MVS/XA records console traffic through master trace. Unlike the tracing 
functions of system trace and GTF, which preserve internal system activity (I/O 
interruptions, dispatches, routing to FRRs, and so forth), master trace preserves 
external system activity, such as mount messages, status displays, operator-issued 
commands, system responses to commands, and other messages, recording this 
activity when it occurs in a table in storage. 


When the master trace function is started, the communications task schedules the 
tracing. Because the communications task normally handles message traffic within 
MVS/XA anyway, it is in a perfect position to trace such traffic; it routes each 
message to master trace, and master trace preserves each message in the master 
trace table. (A hardcopy log function, separate from master trace, provides a 
permanent record of the same kinds of console traffic that master trace preserves. ) 
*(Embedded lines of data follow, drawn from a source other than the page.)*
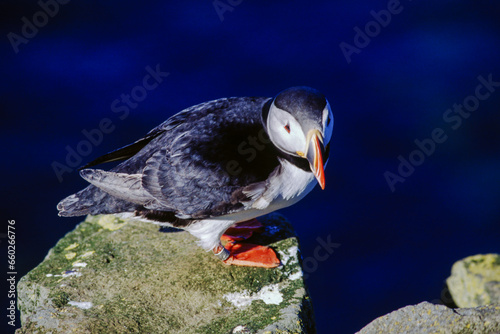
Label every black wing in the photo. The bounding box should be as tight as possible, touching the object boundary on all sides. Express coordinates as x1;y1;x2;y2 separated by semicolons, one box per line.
58;98;280;219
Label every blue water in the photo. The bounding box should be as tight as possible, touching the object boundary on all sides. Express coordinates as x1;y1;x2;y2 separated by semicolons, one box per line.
0;0;500;333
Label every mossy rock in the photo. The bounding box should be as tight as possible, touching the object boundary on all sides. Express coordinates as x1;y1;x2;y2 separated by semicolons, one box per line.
446;254;500;307
357;302;500;334
16;214;315;334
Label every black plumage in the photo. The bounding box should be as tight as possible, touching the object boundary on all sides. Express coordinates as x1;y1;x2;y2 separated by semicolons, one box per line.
57;87;333;258
58;98;279;220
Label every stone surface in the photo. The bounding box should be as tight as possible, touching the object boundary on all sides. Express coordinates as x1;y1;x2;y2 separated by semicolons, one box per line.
446;254;500;307
16;214;315;334
358;302;500;334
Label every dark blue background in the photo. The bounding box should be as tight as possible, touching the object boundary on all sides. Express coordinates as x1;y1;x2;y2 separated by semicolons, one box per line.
0;0;500;333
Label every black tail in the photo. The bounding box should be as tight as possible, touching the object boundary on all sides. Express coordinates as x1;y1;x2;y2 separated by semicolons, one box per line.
57;185;138;217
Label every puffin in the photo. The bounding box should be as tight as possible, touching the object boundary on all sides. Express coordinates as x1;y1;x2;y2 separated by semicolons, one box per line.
57;86;333;268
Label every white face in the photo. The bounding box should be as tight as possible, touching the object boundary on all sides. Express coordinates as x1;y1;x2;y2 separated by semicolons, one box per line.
323;101;333;146
267;102;333;156
267;103;307;156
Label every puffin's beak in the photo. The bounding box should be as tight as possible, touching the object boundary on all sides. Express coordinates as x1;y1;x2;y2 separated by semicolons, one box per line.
306;130;325;189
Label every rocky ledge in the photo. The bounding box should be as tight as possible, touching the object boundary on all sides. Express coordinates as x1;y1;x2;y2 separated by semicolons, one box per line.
16;214;315;334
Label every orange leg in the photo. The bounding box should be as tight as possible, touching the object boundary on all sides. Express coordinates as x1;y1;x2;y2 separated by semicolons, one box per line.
213;219;280;268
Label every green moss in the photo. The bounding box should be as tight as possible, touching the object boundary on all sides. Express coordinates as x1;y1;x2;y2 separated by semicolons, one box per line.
49;290;69;308
17;215;310;333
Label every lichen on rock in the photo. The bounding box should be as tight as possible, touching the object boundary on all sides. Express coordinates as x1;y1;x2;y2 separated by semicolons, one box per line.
17;214;315;333
446;254;500;307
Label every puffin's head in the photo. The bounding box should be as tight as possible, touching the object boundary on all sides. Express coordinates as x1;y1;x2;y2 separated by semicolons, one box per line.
266;87;333;189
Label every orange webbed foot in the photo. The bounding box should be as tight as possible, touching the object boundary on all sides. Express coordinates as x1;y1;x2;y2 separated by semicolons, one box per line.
224;243;281;268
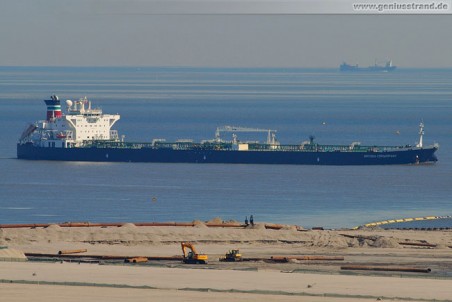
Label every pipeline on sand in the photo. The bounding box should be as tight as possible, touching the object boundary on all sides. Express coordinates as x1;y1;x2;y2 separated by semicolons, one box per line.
341;265;432;273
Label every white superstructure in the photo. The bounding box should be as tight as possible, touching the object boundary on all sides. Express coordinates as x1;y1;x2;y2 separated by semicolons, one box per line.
21;96;120;148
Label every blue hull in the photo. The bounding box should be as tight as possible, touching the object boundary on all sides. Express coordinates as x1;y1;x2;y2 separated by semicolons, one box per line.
17;143;437;165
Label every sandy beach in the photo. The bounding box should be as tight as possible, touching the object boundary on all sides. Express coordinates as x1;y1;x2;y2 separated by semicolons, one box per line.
0;219;452;302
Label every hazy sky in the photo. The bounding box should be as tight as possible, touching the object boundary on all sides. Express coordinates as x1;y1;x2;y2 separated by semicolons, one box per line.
0;0;452;67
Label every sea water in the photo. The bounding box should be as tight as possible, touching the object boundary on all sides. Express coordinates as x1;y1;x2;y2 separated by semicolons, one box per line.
0;67;452;228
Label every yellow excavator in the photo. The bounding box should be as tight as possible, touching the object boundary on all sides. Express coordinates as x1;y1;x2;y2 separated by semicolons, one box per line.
180;242;208;264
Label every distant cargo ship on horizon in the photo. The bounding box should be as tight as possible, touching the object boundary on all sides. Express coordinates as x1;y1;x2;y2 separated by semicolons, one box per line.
339;60;397;72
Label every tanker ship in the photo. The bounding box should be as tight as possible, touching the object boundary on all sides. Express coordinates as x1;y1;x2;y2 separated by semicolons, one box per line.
17;95;439;165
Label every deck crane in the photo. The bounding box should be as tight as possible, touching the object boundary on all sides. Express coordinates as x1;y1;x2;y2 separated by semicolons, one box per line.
215;126;277;145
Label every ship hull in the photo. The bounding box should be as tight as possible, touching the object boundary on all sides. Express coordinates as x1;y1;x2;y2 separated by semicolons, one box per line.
17;143;437;165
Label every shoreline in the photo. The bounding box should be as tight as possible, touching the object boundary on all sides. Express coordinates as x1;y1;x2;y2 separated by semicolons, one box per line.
0;222;452;302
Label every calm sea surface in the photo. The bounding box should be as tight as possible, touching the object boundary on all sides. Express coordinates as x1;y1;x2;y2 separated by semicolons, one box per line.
0;67;452;228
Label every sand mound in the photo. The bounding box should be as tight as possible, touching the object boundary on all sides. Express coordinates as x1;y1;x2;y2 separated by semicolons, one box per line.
281;225;298;231
46;224;61;230
372;237;400;248
121;223;137;229
207;217;223;224
193;220;207;228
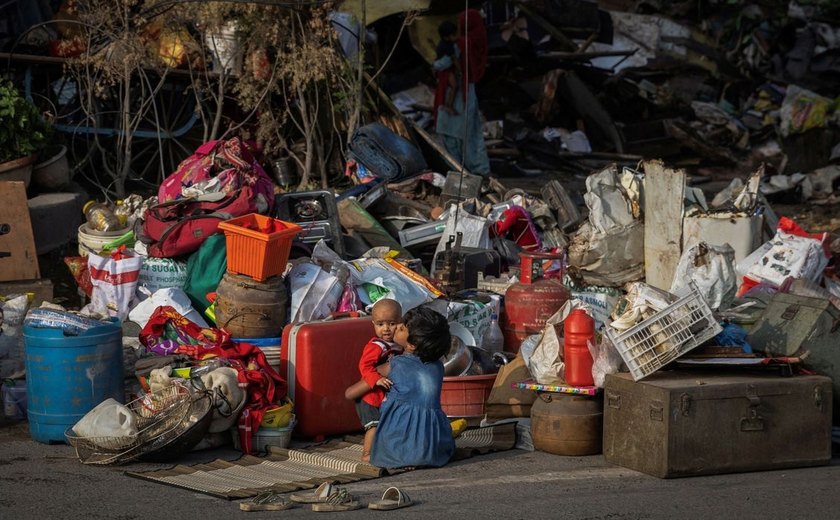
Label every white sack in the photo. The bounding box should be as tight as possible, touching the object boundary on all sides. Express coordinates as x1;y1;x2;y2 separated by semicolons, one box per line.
669;242;738;310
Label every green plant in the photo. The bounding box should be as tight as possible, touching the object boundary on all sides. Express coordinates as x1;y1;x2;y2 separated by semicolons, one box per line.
0;81;49;163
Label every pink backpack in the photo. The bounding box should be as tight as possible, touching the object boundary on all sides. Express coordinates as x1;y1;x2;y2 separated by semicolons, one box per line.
158;137;274;213
138;186;257;258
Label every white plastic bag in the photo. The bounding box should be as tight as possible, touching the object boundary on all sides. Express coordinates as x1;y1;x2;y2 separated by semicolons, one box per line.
526;302;572;385
586;334;623;388
528;325;566;385
88;249;143;322
137;257;187;299
744;231;828;287
73;398;138;448
287;262;344;323
201;367;248;433
569;166;645;287
669;242;738;310
356;258;438;312
128;287;208;329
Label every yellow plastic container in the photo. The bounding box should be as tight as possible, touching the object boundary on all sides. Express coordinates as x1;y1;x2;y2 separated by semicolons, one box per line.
260;398;295;428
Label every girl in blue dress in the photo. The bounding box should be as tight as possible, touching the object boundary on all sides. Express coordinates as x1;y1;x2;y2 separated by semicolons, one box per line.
370;307;455;468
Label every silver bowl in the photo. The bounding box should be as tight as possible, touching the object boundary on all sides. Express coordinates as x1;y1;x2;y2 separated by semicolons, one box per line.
441;323;475;377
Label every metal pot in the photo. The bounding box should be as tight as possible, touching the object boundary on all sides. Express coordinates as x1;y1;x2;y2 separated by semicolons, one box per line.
441;323;475;377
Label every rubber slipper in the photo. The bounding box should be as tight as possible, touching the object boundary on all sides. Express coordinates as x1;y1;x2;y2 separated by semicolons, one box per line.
312;488;362;512
239;491;294;511
289;482;335;504
368;486;414;511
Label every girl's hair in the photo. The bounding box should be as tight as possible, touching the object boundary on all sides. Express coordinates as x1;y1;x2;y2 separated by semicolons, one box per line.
403;307;452;363
438;20;458;40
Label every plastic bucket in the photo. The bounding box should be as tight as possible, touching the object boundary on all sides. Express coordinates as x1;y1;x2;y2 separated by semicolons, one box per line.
23;325;124;443
79;223;128;256
232;338;282;374
230;415;297;453
440;374;496;417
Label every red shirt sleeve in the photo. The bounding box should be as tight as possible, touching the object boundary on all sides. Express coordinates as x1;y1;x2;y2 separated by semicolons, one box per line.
359;341;382;388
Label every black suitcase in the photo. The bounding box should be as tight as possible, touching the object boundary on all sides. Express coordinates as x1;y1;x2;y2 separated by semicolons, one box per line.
604;372;832;478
A hard copy listing of the operator console message traffic can help in debugging a 
system failure, especially if an I/O device caused the failure. In reconstructing the 
events that led up to such a failure, the system trace table (previously described in 
this chapter) would contain entries for I/O errors that occurred when programs 
accessed the faulty device. This information might be enough to pinpoint a device 
problem, but a listing of console traffic showing when volumes were mounted 
would also help. By comparing the time when a volume was mounted to the times 
associated with the I/O errors, the problem solver can pinpoint the problem as a 
faulty device. Knowledge of console traffic, then, generally helps to create a more 
complete picture of the system environment and decreases the chance of 
overlooking obvious causes of errors. 


Because the master trace table resides in virtual storage, it can also be dumped. 
That is, users of those MVS/XA dumping facilities, described: earlier in this 
chapter, can request that the contents of the master trace table be included in their 
dumps, thus providing a more complete collection of information regarding an error 
condition. The installation sets the size of the master trace table with operands on 
the TRACE command issued to start master trace. 


Figure 9-7 illustrates the master trace function.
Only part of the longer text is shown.